Cs were residents of Somerset and Gloucestershire who brought judicial review actions against decisions to withdraw funding from a number of static public libraries. Ms Hird had a reading disability and used her library for books, especially audio books, and internet access. Cs claimed inter alia that the decisions were taken without “due regard” to the “needs” set out 5 49A(1) Disability Discrimination Act 1995 and s 149 Equality Act 2010. EIAs had been carried out by both Ds.

Held

His Honour Judge McKenna held that the decisions of both Ds had been unlawful. The real question is whether there was a conscious directing of the mind by the decision makers to their obligations under the legislation and in particular to the need to exercise the duty to have ”due regard” in substance, with rigour and based on sufficient information, appropriately analysed. The existence of EIAs is not an invariable necessity for conformity with the duties nor is it determinative evidence that “due regard” regard has been given. Ds were not required, in having “due regard” to those “needs” to achieve particular outcomes or devise policies to achieve outcomes and having “due regard” permitted a degree of latitude in how an authority approaches its consideration for various needs. It was also not determinative that the decision makers did not make specific reference to the statutory duties. It is substance and not form which is the benchmark.

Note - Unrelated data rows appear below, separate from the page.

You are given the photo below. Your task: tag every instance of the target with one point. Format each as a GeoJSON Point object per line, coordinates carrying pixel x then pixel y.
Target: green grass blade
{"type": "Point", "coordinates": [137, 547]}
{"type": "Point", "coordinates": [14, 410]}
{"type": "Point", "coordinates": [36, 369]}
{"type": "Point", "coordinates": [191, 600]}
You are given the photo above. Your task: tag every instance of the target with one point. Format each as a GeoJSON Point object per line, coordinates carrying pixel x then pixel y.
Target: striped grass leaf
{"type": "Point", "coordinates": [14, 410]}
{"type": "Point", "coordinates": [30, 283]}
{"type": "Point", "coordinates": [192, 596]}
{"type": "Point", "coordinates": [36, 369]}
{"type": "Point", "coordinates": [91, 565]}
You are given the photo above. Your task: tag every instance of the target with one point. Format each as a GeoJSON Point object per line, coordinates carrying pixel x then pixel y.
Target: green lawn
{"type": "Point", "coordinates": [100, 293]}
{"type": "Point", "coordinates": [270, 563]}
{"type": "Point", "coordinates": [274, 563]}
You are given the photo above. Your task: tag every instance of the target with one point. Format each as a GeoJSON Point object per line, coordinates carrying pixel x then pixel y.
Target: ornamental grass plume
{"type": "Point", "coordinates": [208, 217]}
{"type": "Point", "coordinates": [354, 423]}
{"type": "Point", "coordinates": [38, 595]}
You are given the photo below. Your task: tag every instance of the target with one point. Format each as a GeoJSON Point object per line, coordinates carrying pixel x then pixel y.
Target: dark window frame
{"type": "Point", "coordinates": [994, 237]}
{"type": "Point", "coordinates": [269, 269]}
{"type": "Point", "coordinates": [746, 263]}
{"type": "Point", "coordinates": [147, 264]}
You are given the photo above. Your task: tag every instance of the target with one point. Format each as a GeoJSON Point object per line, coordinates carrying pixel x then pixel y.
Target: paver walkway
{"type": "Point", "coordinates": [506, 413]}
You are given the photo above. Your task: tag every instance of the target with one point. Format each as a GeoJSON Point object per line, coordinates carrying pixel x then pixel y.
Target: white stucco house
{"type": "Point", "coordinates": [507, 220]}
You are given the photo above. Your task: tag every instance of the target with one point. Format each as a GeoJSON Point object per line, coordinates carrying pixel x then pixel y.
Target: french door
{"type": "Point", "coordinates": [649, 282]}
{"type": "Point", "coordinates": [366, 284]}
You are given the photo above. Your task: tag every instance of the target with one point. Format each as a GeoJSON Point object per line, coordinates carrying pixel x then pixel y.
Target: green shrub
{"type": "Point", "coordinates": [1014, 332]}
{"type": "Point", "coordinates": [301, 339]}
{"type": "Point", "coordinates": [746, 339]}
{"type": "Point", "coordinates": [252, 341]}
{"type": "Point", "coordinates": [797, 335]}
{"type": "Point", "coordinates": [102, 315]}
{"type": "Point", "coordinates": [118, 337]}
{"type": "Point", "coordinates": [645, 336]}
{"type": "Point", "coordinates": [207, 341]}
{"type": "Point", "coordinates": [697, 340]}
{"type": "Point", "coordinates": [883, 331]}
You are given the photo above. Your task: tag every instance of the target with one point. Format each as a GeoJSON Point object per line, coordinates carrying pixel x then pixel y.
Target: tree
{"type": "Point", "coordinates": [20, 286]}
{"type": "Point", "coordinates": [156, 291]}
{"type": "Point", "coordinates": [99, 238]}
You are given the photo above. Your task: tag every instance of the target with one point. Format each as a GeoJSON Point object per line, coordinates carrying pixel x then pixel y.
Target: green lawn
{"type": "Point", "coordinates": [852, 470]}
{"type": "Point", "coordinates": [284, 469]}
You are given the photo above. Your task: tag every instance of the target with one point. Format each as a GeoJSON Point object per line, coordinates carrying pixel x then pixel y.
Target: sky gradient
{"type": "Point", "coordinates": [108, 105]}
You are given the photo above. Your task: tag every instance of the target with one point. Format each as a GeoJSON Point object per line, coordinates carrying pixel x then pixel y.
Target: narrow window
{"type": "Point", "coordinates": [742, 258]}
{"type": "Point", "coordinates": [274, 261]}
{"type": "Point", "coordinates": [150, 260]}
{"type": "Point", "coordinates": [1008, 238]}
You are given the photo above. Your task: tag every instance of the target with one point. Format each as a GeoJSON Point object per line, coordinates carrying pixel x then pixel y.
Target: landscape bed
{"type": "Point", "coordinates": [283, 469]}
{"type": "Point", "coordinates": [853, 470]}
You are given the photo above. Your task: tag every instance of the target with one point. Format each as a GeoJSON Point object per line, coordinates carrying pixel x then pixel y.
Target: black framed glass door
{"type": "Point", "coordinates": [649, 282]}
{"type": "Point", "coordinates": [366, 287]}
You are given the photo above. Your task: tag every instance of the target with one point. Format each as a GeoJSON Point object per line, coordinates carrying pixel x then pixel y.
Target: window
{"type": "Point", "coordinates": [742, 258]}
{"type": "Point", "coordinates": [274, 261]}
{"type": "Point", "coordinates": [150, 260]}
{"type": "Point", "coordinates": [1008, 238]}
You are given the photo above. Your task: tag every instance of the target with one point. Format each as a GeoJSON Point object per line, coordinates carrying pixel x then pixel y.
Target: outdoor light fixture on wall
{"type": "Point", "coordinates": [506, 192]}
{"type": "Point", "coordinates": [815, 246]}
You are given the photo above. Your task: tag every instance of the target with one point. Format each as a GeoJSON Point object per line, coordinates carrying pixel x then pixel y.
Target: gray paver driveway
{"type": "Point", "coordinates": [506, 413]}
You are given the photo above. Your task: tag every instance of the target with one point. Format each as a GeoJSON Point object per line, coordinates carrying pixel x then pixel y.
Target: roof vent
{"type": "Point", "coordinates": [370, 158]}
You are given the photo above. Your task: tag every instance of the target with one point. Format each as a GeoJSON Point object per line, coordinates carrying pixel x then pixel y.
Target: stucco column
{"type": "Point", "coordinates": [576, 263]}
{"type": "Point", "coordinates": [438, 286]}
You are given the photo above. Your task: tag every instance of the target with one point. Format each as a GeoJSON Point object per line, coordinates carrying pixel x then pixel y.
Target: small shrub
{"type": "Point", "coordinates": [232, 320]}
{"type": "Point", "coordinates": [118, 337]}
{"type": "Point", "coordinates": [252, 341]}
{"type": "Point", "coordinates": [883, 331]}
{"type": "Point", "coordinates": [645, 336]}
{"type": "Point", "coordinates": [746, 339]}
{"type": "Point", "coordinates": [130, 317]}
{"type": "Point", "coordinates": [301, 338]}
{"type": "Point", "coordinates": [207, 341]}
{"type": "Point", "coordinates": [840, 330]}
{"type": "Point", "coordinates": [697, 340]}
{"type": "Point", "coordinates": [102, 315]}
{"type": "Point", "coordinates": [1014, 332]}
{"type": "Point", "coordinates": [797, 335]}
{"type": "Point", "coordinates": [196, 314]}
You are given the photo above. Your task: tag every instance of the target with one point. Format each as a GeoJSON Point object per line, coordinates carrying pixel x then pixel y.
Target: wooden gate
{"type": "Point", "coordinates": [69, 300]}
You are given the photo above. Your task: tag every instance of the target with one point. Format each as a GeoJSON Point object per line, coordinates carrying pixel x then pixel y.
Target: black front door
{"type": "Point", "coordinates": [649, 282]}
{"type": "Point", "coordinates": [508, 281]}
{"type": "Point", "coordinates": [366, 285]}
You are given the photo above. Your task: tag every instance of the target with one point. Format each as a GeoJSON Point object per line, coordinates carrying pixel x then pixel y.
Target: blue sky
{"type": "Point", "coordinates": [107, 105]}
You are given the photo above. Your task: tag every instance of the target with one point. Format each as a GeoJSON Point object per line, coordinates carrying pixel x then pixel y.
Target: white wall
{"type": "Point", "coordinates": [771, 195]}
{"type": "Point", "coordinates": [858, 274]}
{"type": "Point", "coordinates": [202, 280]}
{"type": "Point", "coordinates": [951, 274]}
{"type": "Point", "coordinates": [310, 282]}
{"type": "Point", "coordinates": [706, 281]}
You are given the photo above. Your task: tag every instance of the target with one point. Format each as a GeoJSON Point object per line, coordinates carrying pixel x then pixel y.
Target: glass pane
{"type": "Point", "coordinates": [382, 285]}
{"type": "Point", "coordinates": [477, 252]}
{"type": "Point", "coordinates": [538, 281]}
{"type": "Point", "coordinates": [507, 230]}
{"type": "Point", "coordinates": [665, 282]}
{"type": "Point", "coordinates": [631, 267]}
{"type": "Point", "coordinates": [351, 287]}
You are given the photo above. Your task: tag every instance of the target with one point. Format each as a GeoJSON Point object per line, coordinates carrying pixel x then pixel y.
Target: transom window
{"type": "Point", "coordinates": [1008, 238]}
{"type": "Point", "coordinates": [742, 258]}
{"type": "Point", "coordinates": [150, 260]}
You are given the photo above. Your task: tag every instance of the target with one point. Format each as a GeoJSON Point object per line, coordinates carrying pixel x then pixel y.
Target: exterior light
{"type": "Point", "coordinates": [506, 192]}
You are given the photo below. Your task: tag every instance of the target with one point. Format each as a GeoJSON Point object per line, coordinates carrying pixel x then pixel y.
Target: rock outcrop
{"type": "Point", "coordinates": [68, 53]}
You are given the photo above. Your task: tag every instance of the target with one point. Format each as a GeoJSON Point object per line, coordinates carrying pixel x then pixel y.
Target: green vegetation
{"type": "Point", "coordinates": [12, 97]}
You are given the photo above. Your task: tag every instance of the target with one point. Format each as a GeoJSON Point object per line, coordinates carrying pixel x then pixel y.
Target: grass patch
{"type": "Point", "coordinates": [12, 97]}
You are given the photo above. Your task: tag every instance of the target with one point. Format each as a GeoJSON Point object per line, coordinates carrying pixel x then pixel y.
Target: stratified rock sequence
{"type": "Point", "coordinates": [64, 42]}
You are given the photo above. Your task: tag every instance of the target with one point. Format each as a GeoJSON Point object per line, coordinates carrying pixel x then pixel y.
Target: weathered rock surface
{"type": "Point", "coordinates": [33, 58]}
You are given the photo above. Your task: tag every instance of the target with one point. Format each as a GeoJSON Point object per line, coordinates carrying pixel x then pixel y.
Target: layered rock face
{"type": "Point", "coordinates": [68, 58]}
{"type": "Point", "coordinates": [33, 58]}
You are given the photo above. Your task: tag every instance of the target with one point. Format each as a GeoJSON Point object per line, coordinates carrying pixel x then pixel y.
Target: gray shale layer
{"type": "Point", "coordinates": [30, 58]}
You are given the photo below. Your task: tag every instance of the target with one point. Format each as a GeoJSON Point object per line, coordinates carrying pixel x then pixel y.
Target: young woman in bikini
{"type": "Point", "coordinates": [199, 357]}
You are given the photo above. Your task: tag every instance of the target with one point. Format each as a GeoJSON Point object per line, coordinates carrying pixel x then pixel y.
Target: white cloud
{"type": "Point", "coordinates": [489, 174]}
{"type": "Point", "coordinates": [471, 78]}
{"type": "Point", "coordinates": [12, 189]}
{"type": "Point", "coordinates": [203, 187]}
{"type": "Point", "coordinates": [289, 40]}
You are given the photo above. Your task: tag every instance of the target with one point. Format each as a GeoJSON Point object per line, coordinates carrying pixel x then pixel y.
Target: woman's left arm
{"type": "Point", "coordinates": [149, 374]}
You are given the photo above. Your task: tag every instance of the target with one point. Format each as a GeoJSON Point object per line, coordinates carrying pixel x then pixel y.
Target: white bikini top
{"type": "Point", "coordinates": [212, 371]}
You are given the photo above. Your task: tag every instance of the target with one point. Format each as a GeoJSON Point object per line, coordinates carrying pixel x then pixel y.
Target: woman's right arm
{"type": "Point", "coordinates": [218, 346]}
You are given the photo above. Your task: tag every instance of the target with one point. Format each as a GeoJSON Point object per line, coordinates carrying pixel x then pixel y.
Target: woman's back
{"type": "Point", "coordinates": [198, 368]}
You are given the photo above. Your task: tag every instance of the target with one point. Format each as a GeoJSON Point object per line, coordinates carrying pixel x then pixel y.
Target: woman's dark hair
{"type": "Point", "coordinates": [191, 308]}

The court rejected the argument that the decision makers were unaware of their duties because the documentation before them did not refer to the statutory language; there was no obligation to refer to it, although it would have been better practice. The court also rejected the argument that the duty was not complied with because the analysis of the effects on the protected groups took place after the formal decisions had been made rather than at a formative stage. The stage at which the duty is to be performed is not at the early stage when officers are contemplating policy options but as part of the decision making process. On the evidence no such ”due regard” was had in substance. Both Ds failed to comply with their obligations. They should have undertaken a sufficiently thorough information gathering exercise and properly analysed that information.

Comment

The judgment stressed the importance of complying with the public sector equality duties in substance rather than merely in form. Any EIA which a local authority undertakes should be carefully directed to showing that “due regard” has been given to all the statutory ”needs”. In addition, decision makers should show that they have consciously directed their minds to the ”needs” under the legislation. It would be good practice for the public sector equality duties to be explicitly brought to the attention of decision makers in any documentation, such as EIAs, before them.